The trial was performed after being credited by Ethics Committee of Pediatric Infectious Diseases Research Center of Iran University of Medical Sciences.

HUMAN AND ANIMAL RIGHTS

No Animals were used in this research. All human research procedures followed were in accordance with the ethical standards of the committee responsible for human experimentation (institutional and national), and with the Helsinki Declaration of 1975, as revised in 2013.

CONSENT FOR PUBLICATION

An informed consent was obtained from every patient.

FUNDING

This project was supported by Pediatric Infectious Diseases Research Center of Iran University of Medical Sciences with Grant No. 1264 mt.

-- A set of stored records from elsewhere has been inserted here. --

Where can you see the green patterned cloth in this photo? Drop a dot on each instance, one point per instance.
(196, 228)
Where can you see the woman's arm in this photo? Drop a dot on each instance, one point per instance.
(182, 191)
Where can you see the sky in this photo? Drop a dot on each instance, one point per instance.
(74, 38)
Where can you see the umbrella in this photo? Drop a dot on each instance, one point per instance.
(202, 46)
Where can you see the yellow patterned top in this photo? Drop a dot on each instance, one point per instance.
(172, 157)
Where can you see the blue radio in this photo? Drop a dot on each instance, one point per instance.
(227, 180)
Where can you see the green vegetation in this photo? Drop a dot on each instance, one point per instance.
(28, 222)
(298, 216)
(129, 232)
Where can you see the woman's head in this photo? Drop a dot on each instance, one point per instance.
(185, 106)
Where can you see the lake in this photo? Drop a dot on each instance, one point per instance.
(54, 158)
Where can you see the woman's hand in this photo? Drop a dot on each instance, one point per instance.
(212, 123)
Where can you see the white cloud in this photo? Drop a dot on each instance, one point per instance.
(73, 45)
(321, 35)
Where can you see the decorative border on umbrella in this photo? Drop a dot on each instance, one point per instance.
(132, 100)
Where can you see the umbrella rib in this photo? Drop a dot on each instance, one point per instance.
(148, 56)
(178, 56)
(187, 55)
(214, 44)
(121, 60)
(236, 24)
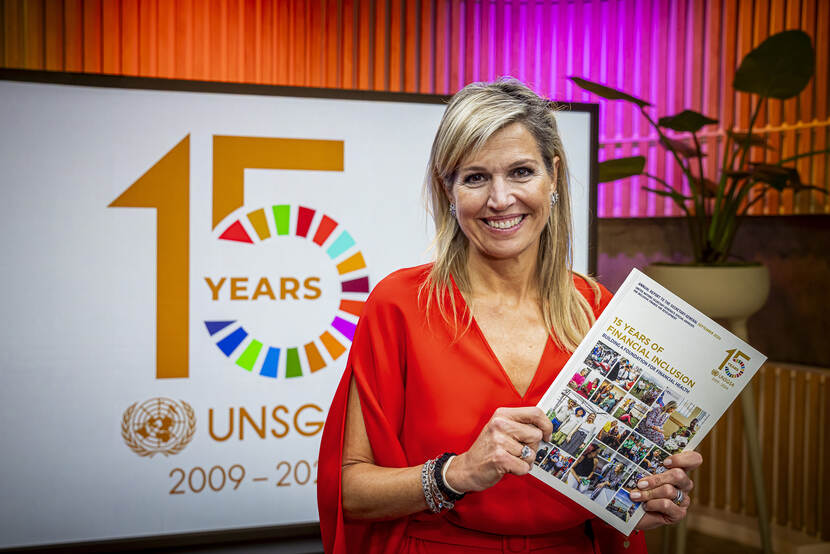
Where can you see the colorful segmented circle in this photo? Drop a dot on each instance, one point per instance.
(350, 265)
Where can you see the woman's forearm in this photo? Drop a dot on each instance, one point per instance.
(373, 492)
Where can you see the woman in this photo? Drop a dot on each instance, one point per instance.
(561, 415)
(651, 426)
(578, 436)
(567, 429)
(453, 356)
(580, 473)
(588, 387)
(610, 481)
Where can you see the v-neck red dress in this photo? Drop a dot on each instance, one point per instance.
(425, 391)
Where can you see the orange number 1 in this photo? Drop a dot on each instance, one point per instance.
(166, 187)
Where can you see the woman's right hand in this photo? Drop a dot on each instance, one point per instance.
(498, 448)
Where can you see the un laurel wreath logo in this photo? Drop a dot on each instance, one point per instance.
(158, 425)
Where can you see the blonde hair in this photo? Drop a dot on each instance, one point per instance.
(473, 115)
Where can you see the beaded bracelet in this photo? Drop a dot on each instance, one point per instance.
(436, 492)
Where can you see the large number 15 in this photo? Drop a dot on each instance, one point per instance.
(166, 187)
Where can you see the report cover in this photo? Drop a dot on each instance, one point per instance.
(650, 379)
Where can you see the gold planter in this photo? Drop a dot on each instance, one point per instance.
(732, 293)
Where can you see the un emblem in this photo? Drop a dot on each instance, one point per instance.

AVAILABILITY OF DATA AND MATERIALS

Not applicable.

AUTHORS’ CONTRIBUTIONS

The authors’ responsibilities were as follows: data acquisition (SA), conception (SA, SN), statistical analysis (SJ), and drafting of manuscript (SJ, SA), critical review, editing, and interpretation of results (ZM). All authors read and approved the final manuscript.

CONFLICT OF INTEREST

The authors declare no conflict of interest, financial or otherwise.

ACKNOWLEDGEMENTS

We would like to thank the patients who participated in the study. Pediatric Infectious Diseases Research Center of Iran University of Medical Sciences is acknowledged for assistance in coordinating the distribution of supplements and receipt of samples and sample processing.